Re: [PATCH 2/2] log: do not shorten decoration names too early

Jeff King <peff@xxxxxxxx> · Thu, 14 May 2015 13:49:45 -0400

On Thu, May 14, 2015 at 10:37:39AM -0700, Junio C Hamano wrote:

> Jeff King <peff@xxxxxxxx> writes:
> 
> > While we are on the subject of the name_decoration code, I had
> > considered at one point replacing the use of the decorate.[ch] hash
> > table with a commit_slab (you can't do it in the general case, because
> > decorate.[ch] handles arbitrary objects, but the name_decoration code
> > only does commits). It would in theory be faster, though I don't know if
> > the time we spend on the hash table is actually measurable (we make a
> > lot of queries on it, but it doesn't actually get that big in the first
> > place).
> 
> Hmmm, but I do not know if commit_slab is a good fit for the usage
> pattern.  I expect commit objects to be fairly sparsely decorated
> (e.g. a tag or ref pointing at say 1-2% of commits or fewer).
> Wouldn't the hashtable used by decorate.[ch] with the max load
> factor capped to 66% a better economy?

Good point. A slab would be less memory efficient, but cheaper to look
up (it is a direct memory reference, with no probing and no hashcmp()).
But cache effects matter, so it could even be slower.

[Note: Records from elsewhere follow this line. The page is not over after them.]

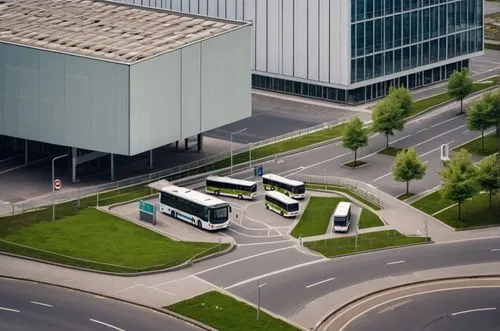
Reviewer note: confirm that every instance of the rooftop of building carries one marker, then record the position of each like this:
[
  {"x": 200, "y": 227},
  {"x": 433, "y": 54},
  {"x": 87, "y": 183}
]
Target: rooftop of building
[{"x": 101, "y": 29}]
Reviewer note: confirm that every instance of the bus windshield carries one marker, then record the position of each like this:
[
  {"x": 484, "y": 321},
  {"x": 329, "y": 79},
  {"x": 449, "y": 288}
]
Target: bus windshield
[
  {"x": 218, "y": 215},
  {"x": 340, "y": 221}
]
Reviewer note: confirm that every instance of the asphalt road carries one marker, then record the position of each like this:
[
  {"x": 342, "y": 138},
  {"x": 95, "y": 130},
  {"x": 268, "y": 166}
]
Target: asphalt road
[
  {"x": 27, "y": 306},
  {"x": 453, "y": 310},
  {"x": 318, "y": 277}
]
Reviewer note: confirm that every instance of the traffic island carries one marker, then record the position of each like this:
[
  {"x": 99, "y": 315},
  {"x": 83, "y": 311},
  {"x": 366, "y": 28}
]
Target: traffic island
[{"x": 225, "y": 313}]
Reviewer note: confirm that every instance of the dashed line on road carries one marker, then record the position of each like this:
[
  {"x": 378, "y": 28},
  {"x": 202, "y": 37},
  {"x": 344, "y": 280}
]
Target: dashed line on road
[
  {"x": 320, "y": 282},
  {"x": 41, "y": 304},
  {"x": 396, "y": 262},
  {"x": 106, "y": 324}
]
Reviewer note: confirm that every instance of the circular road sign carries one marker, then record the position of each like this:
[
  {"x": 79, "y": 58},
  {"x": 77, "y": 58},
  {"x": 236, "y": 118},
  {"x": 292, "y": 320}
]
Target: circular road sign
[{"x": 57, "y": 184}]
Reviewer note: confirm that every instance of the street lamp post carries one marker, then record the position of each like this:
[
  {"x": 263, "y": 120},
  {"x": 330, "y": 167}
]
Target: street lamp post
[
  {"x": 231, "y": 137},
  {"x": 53, "y": 189},
  {"x": 259, "y": 286}
]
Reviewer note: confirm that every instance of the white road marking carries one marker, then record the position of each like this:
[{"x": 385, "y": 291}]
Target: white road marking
[
  {"x": 472, "y": 311},
  {"x": 41, "y": 304},
  {"x": 276, "y": 272},
  {"x": 396, "y": 262},
  {"x": 321, "y": 282},
  {"x": 439, "y": 135},
  {"x": 106, "y": 324}
]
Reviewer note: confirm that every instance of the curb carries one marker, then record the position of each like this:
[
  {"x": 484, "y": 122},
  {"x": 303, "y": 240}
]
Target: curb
[
  {"x": 160, "y": 310},
  {"x": 342, "y": 307}
]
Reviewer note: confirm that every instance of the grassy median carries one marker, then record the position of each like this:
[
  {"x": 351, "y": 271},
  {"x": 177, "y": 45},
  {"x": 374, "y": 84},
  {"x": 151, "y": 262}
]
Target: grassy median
[
  {"x": 366, "y": 242},
  {"x": 101, "y": 239},
  {"x": 315, "y": 219},
  {"x": 225, "y": 313}
]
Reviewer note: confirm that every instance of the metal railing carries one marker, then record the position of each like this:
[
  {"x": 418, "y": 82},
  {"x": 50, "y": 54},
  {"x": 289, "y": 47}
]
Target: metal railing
[{"x": 174, "y": 173}]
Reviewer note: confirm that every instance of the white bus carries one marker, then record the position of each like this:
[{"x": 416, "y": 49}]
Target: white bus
[
  {"x": 289, "y": 187},
  {"x": 342, "y": 217},
  {"x": 227, "y": 186},
  {"x": 194, "y": 207},
  {"x": 281, "y": 204}
]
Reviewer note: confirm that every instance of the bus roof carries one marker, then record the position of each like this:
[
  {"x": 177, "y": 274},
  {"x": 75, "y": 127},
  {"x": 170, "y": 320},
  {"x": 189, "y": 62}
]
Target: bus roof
[
  {"x": 342, "y": 208},
  {"x": 231, "y": 180},
  {"x": 281, "y": 197},
  {"x": 283, "y": 179},
  {"x": 194, "y": 196}
]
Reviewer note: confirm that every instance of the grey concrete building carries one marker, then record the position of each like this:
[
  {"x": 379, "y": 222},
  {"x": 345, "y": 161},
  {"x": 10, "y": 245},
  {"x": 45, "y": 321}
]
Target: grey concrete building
[{"x": 110, "y": 78}]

On the other hand, the slab makes it easy to actually store the real
type (struct name_decoration), whereas the decorate hash stores only
pointers. So we'd save an extra malloc/pointer in each case.

So with your slab_peek() below, I'd guess that the slab would actually
be faster. But I'd also be unsurprised if it makes no appreciable
difference to the overall runtime of "git log --decorate". I think we'd
have to build it and profile (and please feel free to say "eh, not worth
the time to think about further").

> I notice that there is no API into commit_slab to ask "Does this
> commit have data in the slab?"  *slabname##_at() may be the closest
> thing, but that would allocate the space and then says "This is the
> slot for that commit; go check if there is data there already."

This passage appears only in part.